For a differentiable map ##f:S^2\to R## define the ##f##-contour topology ##T_f## on ##S^2## to be the topology generated by the sub-base ##B_f## consisting of all connected components of pre-images ##f^{-1}((a,b))## of open intervals ##(a,b)## in ##\mathbb R##.
That sub-base may seem intimidatingly big, given ##a,b## can be any real numbers. Fortunately, we can show that the topology it generates is the same as that generated by a much smaller sub-base ##B'_f##, in which the intervals ##(a,b)## are required to be of the form ##(k\cdot 2^{-n}, (k+1)\cdot 2^{-n})## for some integers ##k,n##. Then for any interval ##(a',b')## with arbitrary real ##a',b'##, we define ##C## to be the set of pairs of integers ##(k,n)## such that ##a'\le k\cdot 2^{-n} < (k+1)\cdot 2^{-n}\le b'## and we have:
$$(a',b') = \bigcup_{(k,n)\in C} (k\cdot 2^{-n}, (k+1)\cdot 2^{-n}) $$
Hence:
$$ f^{-1}((a',b')) =
f^{-1}\left( \bigcup_{(k,n)\in C} (k\cdot 2^{-n}, (k+1)\cdot 2^{-n}) \mathbb R \right)
= \bigcup_{(k,n)\in C} f^{-1}\left((k\cdot 2^{-n}, (k+1)\cdot 2^{-n}) \mathbb R \right)
$$
so any element of ##B_f## is a union of elements of ##B'_f##, so the topology generated by ##B_f## must be contained in that generated by ##B'_f##. Since ##B'_f\subset B_f## (because ##f## is continuous), the reverse containment also holds, so the two topologies must be identical.
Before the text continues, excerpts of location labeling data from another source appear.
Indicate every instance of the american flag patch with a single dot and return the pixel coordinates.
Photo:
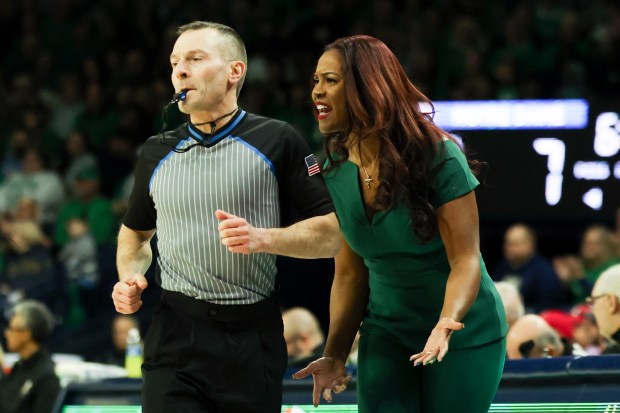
(313, 166)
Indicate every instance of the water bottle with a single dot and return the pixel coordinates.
(133, 354)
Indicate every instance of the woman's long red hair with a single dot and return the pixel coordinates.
(381, 97)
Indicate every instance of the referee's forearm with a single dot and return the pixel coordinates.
(134, 254)
(317, 237)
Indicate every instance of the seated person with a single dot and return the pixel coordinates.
(511, 298)
(539, 285)
(303, 335)
(32, 385)
(605, 301)
(121, 324)
(532, 337)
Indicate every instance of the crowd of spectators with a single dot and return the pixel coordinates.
(84, 84)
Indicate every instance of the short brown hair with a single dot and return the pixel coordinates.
(233, 47)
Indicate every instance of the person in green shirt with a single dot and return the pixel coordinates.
(410, 270)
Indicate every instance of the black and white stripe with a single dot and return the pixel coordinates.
(234, 177)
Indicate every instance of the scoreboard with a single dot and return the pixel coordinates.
(547, 159)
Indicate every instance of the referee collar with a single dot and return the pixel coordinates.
(220, 134)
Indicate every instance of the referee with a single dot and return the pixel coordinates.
(215, 190)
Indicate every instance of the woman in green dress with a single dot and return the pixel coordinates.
(410, 270)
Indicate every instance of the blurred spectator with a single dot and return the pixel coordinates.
(65, 105)
(90, 206)
(32, 385)
(98, 120)
(115, 353)
(79, 260)
(605, 302)
(303, 335)
(586, 334)
(531, 337)
(597, 254)
(29, 268)
(34, 181)
(77, 158)
(538, 283)
(16, 146)
(513, 303)
(571, 325)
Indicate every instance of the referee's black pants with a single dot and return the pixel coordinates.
(203, 357)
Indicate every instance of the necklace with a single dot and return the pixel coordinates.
(368, 178)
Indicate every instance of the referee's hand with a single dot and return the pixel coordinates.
(127, 294)
(237, 234)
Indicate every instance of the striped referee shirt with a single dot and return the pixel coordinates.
(256, 168)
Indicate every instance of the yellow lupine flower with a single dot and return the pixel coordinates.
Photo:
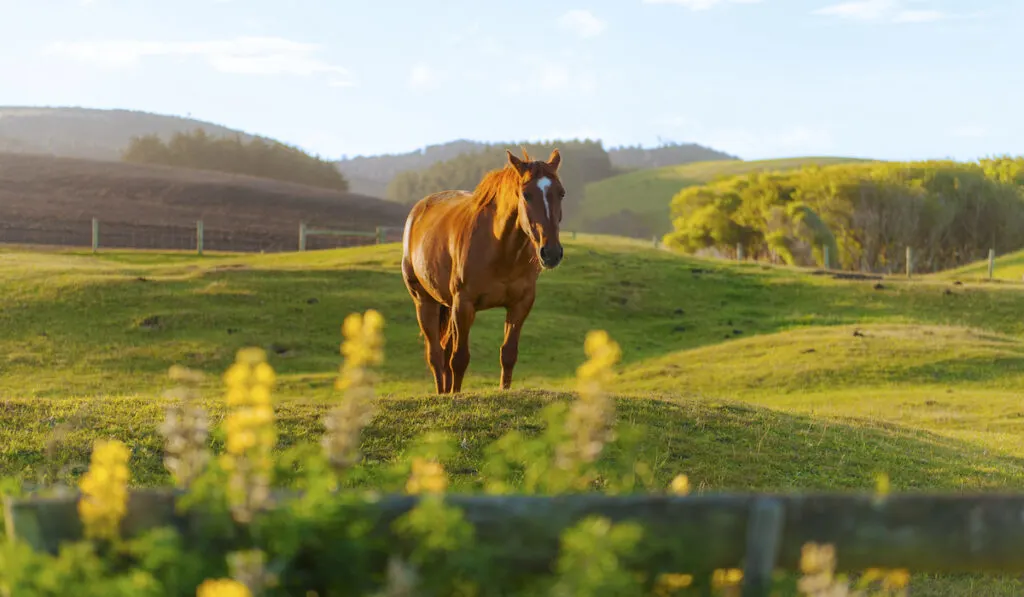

The elements of the sub-base ##B'## are like connected components of isolines (aka contours, aka level sets), eg a closed contour ring of height 250m around a peak of height 280m, except that they are \textit{bands} rather than lines. For instance, a band ringing the peak that covers all ground that has height between 240m and 260m. These bands can be made as narrow as we like, and thereby approximate a contour line with arbitrarily-close accuracy.
I hypothesise that functions ##f,g## are topographically equivalent iff there exists a map ##\phi:S^2\to S^2## that is a homeomorphism when its domain and range have the topologies ##T_f## and ##T_g## respectively, and that ##\phi## will also be a homeomorphism when its domain and range have the metric topologies, so that it is the homeomorphism required under the definition of `topographically equivalent'.
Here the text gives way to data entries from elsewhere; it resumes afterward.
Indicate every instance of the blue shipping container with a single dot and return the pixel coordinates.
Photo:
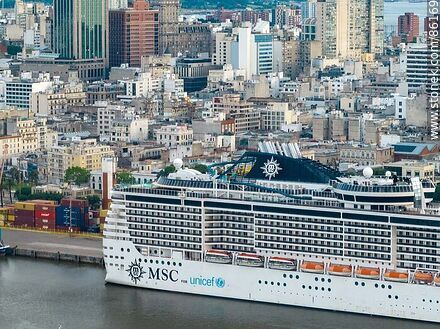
(78, 216)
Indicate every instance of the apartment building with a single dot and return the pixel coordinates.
(86, 154)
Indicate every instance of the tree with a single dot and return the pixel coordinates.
(77, 175)
(437, 193)
(94, 201)
(167, 170)
(33, 177)
(200, 168)
(124, 177)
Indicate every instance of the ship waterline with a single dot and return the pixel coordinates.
(357, 245)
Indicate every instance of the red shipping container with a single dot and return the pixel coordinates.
(24, 213)
(46, 224)
(66, 228)
(76, 203)
(45, 214)
(23, 221)
(45, 207)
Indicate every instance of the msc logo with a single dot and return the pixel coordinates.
(208, 282)
(162, 274)
(136, 273)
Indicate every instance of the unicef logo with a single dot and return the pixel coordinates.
(220, 282)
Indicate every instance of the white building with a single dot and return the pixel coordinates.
(414, 63)
(17, 92)
(174, 135)
(277, 115)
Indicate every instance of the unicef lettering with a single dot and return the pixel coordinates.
(208, 282)
(162, 274)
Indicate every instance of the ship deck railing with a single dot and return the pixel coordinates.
(240, 195)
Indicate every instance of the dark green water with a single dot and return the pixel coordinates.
(36, 294)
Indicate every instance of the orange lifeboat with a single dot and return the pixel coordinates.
(423, 277)
(251, 260)
(368, 273)
(218, 256)
(312, 267)
(396, 276)
(340, 270)
(280, 263)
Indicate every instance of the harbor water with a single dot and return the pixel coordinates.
(39, 294)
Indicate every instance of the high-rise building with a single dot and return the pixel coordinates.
(117, 4)
(80, 29)
(169, 23)
(418, 69)
(408, 27)
(350, 28)
(133, 33)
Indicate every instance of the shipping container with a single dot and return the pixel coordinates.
(24, 213)
(45, 212)
(75, 217)
(77, 203)
(47, 202)
(24, 206)
(46, 224)
(24, 221)
(66, 228)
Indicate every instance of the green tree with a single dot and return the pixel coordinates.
(33, 177)
(200, 168)
(94, 201)
(167, 170)
(77, 175)
(437, 193)
(23, 192)
(124, 177)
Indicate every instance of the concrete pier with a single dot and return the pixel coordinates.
(58, 247)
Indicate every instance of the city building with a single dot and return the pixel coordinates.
(408, 27)
(80, 29)
(350, 29)
(414, 63)
(133, 33)
(174, 135)
(17, 92)
(86, 154)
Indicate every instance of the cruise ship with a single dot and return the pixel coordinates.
(279, 229)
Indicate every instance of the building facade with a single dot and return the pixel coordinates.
(133, 33)
(80, 29)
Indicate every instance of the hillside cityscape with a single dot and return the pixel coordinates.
(284, 152)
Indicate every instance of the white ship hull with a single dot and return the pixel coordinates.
(372, 297)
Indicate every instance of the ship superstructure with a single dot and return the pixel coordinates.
(286, 230)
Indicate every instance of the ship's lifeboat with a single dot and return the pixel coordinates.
(252, 260)
(340, 270)
(218, 256)
(279, 263)
(423, 277)
(396, 276)
(312, 267)
(368, 273)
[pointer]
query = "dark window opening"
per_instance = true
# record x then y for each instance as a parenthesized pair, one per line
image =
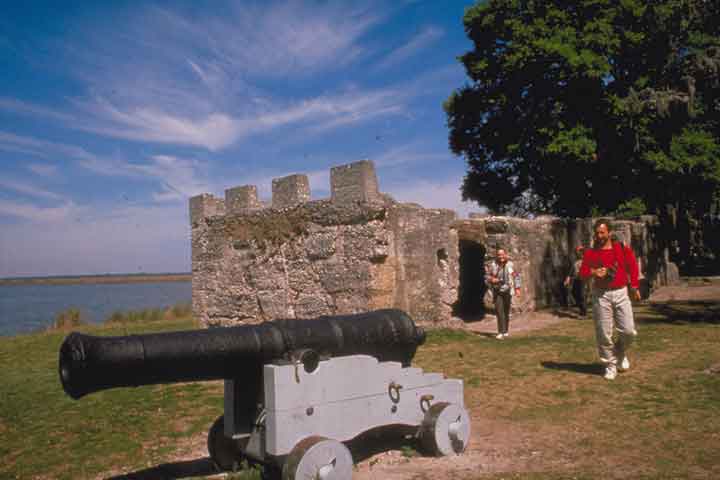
(470, 304)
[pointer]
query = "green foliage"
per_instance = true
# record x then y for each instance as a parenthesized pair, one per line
(68, 319)
(593, 104)
(631, 208)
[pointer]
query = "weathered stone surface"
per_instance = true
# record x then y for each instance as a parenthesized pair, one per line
(362, 250)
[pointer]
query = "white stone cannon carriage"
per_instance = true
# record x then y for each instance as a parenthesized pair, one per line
(297, 392)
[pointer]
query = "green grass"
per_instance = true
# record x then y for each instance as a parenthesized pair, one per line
(660, 420)
(46, 434)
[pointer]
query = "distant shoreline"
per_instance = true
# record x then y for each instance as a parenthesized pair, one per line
(89, 279)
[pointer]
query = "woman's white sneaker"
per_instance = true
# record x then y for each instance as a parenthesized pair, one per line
(623, 364)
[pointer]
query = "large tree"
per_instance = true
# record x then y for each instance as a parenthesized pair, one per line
(579, 107)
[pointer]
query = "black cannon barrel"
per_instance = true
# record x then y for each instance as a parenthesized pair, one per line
(89, 363)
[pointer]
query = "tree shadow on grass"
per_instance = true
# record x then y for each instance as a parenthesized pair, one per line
(168, 471)
(685, 311)
(584, 368)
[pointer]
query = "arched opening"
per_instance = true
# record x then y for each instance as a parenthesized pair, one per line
(470, 304)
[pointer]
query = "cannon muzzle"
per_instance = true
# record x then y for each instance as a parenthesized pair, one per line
(89, 363)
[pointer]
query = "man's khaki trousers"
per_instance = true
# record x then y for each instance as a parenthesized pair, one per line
(612, 309)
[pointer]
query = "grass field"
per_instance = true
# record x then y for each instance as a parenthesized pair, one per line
(660, 420)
Some constraints may be needed to rule out cases where ##\phi## is a homeomorphism in the contour topology but not a diffeomorphism in the metric topology of ##S^2##. My instinct is that that would only fail in pathological cases. If so, the constraints would be minimal and intuitive, such as requiring that all contour lines have finite length.
If the hypothesis is correct, the question can be translated from one of topography to one of topology, with perhaps a little bit of calculus on manifolds thrown in (for the diffeomorphism).